Harrison doesn’t have “a crystal ball” to say what the future has in store for Filimin.

If the project grows and exceeds WIN’s assembling capabilities, he said, that doesn’t mean Filimin will abandon WIN.

“It means we work with them and some other groups as well,” Harrison said. “Working with WIN has really added a whole dimension to the project, and that’s something we want to hold on to.”

Meanwhile, Harrison is working with a Kansas City-based startup incubator, BetaBlox, to develop Filimin further.

Harrison said he is playing catch-up to all the orders he has received in the past year.

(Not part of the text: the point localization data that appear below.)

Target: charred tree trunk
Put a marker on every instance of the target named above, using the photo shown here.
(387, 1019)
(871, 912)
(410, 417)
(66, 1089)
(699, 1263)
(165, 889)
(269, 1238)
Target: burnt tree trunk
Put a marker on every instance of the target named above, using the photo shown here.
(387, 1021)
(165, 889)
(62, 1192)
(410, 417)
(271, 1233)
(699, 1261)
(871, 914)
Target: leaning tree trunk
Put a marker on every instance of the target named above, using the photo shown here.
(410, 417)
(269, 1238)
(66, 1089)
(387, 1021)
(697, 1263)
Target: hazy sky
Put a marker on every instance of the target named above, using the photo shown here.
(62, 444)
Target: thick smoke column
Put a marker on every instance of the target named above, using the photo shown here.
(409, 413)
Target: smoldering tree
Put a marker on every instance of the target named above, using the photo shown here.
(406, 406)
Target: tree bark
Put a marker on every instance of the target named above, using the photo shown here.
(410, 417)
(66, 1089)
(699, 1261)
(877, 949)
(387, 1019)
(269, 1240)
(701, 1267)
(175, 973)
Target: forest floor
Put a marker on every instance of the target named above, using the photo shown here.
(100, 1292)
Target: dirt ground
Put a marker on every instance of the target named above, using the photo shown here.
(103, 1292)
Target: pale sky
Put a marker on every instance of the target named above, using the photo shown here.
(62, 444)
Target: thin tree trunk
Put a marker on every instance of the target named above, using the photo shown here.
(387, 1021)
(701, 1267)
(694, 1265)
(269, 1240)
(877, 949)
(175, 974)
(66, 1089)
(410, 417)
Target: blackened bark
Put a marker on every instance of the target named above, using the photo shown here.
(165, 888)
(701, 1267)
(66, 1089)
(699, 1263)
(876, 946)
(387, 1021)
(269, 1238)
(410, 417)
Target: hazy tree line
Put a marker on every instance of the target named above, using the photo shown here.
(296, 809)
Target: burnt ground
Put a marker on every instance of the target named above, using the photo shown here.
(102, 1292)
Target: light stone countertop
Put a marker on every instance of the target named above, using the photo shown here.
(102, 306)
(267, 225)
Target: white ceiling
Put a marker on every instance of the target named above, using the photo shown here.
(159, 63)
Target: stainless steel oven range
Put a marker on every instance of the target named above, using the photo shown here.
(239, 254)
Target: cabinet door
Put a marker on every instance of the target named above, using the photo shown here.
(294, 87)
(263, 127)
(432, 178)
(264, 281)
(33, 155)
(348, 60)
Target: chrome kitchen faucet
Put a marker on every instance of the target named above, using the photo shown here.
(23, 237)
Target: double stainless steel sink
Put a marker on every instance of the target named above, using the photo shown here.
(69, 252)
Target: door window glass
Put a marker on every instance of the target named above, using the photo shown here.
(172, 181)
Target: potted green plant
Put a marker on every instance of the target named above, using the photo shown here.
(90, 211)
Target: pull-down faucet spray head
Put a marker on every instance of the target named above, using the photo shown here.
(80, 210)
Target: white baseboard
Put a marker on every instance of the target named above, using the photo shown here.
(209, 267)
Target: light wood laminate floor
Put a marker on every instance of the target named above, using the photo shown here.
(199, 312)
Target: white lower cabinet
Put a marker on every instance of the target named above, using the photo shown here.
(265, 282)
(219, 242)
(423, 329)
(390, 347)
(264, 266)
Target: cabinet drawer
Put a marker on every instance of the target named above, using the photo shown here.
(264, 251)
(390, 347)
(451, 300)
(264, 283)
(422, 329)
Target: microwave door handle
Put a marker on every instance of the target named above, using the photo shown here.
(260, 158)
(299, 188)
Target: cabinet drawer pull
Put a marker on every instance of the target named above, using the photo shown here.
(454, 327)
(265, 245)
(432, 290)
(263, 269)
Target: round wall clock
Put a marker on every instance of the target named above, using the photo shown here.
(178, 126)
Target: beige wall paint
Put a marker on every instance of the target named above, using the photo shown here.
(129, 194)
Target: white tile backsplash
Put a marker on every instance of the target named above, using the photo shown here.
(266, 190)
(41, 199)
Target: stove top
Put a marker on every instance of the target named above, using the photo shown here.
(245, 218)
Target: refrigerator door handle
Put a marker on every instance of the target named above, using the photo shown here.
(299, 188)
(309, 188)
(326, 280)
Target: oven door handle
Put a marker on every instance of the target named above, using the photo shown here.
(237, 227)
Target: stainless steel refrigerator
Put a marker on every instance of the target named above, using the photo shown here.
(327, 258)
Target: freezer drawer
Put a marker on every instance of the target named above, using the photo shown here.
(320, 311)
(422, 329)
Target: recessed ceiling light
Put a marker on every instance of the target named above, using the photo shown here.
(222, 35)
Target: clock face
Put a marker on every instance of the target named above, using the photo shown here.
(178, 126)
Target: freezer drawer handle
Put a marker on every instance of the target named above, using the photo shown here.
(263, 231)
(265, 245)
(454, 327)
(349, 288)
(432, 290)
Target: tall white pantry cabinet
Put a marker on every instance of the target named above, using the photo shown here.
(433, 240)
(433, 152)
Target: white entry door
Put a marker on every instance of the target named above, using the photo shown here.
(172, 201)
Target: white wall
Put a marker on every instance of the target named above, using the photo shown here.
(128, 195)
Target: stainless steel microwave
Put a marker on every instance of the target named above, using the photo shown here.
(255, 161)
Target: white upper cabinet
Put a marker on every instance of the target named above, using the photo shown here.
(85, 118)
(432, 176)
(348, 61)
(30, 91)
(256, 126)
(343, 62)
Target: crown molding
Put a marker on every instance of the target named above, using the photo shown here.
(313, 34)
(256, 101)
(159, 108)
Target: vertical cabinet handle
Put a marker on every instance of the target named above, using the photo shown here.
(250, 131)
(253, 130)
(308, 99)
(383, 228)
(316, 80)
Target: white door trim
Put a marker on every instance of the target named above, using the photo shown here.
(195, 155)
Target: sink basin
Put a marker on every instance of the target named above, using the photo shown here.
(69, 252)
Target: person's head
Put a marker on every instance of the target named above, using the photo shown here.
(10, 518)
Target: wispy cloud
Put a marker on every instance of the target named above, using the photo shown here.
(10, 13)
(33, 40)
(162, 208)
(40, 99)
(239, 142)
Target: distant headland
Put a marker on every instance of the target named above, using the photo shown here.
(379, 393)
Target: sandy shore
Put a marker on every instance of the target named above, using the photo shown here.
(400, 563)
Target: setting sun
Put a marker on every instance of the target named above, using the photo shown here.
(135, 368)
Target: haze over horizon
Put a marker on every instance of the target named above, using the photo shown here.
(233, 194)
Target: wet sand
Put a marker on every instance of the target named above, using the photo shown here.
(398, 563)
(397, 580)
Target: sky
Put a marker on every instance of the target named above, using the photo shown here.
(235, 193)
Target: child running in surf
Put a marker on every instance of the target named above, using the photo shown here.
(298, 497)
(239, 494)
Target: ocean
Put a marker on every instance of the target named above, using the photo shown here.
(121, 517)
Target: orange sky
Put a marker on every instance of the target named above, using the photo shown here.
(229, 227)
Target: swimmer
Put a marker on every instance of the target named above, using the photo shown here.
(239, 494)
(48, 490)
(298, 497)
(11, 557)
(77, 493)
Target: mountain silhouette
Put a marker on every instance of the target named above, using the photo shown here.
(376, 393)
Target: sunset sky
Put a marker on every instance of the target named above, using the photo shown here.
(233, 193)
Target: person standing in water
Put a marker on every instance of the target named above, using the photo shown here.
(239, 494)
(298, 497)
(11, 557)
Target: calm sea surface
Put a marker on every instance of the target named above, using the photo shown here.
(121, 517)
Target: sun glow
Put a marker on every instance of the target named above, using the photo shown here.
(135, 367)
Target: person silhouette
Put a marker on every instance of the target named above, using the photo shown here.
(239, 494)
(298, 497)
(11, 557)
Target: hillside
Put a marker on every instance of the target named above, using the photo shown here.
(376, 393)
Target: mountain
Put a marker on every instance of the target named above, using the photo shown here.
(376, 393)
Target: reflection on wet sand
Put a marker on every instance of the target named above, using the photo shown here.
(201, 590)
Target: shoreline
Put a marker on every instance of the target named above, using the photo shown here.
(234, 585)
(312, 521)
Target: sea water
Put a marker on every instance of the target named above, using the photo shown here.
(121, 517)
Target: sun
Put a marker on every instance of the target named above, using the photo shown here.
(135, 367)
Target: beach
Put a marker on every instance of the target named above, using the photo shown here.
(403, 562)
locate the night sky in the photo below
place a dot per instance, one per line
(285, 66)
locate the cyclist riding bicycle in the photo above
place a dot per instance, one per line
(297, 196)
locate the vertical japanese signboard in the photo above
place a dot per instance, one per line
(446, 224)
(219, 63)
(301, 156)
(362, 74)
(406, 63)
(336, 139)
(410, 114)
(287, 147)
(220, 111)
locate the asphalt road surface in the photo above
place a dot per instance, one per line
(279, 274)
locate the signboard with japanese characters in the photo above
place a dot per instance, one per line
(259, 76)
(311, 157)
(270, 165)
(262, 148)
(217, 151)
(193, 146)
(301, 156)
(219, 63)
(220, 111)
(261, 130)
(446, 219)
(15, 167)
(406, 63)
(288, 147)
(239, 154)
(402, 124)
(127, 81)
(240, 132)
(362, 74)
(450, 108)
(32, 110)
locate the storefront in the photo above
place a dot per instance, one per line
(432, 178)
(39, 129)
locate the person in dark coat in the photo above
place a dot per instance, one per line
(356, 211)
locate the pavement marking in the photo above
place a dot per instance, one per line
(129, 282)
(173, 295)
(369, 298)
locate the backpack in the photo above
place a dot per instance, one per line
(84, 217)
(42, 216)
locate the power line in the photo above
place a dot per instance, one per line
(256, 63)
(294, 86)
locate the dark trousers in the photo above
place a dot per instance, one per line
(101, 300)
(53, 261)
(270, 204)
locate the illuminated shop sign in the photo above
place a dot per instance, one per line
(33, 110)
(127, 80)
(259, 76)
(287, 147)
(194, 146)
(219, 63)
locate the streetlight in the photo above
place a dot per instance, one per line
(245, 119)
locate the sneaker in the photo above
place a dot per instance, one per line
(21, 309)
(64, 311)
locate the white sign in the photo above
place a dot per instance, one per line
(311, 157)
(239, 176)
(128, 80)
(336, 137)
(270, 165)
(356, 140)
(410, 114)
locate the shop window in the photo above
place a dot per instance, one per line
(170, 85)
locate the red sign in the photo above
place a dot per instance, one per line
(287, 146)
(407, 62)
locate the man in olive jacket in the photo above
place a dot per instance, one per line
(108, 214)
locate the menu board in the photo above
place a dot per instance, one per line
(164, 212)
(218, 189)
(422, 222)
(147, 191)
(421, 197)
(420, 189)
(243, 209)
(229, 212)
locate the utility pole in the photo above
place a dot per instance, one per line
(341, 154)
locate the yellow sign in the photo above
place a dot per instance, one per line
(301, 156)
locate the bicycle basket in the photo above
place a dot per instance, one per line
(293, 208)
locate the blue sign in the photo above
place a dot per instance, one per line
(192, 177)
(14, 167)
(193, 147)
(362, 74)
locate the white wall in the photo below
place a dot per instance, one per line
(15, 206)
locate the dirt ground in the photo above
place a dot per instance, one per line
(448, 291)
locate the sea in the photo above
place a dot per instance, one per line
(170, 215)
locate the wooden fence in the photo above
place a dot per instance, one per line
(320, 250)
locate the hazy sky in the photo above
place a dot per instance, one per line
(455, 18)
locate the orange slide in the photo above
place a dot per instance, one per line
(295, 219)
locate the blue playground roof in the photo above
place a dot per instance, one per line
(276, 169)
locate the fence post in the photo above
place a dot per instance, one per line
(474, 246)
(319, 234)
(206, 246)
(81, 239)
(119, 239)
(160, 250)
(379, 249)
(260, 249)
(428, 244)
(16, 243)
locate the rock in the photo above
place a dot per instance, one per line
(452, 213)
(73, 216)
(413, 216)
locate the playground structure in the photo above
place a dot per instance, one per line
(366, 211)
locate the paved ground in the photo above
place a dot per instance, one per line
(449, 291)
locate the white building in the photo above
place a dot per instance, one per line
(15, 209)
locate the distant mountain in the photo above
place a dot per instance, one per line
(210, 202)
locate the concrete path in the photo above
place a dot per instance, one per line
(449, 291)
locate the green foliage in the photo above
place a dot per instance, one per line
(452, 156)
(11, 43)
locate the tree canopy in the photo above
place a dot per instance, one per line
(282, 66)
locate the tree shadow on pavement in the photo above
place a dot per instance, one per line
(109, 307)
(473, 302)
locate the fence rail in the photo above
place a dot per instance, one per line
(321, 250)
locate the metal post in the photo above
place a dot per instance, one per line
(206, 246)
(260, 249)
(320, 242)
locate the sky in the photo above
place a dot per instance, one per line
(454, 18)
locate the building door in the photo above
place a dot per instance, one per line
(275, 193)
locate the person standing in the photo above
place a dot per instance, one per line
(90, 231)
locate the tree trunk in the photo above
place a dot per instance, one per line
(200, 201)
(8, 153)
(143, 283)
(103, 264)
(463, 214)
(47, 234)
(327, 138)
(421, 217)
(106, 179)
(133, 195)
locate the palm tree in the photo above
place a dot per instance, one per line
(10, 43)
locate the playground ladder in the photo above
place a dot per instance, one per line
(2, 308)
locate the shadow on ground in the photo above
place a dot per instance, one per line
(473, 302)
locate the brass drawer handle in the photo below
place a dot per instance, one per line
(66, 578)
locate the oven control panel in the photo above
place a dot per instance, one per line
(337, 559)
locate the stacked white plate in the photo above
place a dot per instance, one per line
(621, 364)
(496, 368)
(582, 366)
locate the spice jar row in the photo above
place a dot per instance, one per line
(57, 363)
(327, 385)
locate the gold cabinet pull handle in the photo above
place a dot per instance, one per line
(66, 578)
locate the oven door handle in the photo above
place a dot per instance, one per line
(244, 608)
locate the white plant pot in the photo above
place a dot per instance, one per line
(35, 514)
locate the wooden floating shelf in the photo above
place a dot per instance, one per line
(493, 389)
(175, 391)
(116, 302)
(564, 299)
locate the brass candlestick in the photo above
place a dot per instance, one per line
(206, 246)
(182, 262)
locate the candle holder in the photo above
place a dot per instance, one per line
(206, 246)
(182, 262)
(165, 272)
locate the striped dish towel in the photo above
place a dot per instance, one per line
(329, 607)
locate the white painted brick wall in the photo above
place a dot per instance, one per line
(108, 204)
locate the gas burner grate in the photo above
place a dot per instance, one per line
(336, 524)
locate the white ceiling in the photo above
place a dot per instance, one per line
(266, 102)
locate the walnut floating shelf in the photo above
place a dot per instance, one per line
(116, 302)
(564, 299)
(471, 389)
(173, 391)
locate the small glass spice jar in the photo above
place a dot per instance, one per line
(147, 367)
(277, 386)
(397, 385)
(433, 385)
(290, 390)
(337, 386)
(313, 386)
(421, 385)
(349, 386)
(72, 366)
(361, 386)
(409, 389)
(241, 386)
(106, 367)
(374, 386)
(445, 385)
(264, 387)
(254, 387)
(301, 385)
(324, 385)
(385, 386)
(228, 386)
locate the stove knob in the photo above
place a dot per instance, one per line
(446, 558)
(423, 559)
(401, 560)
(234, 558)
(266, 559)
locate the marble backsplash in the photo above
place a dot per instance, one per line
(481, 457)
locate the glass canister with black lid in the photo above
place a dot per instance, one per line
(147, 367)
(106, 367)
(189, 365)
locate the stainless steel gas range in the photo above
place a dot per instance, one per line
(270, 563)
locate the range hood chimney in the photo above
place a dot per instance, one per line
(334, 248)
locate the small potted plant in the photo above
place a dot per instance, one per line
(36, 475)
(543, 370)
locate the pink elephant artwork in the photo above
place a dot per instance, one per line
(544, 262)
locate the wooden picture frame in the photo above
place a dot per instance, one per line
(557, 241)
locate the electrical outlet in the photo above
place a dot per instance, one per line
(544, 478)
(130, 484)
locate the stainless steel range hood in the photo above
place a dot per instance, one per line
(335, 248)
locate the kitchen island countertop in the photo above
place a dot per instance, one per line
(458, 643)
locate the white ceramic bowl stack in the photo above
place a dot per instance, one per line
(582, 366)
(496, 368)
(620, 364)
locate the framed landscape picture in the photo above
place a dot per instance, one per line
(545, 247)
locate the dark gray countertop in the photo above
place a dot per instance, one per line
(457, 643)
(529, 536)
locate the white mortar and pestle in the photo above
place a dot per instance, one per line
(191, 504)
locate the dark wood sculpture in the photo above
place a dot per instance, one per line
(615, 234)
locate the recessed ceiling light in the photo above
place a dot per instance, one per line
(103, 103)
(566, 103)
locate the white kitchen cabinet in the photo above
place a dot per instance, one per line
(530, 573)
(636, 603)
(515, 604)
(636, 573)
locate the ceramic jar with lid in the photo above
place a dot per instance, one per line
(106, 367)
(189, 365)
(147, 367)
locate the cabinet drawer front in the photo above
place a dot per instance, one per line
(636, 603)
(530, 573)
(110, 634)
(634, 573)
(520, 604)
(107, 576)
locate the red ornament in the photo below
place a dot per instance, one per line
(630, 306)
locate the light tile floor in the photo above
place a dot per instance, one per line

Almost everyone who backed him on Kickstarter has received their Filimins, he said, even though he originally promised delivery by Dec. 15, 2015.

“Ninety percent of Kickstarter hardware projects are late, so I’m in good company of being really optimistic and naive about what I’m doing,” he said with a laugh.

He has done no advertising for Filimin - it has grown solely through word-of-mouth, Harrison said.

Now, though, he said he’s considering pitching his product to be sold at places such as hospital gift shops, retirement communities, Hallmark stores and college bookstores.

“I think it can break a lot of barriers of language or culture or generation,” he said. “It’s kind of a naturally viable product.

“My best advertising is happy customers, and that’s really where I’m giving the majority of my focus now.”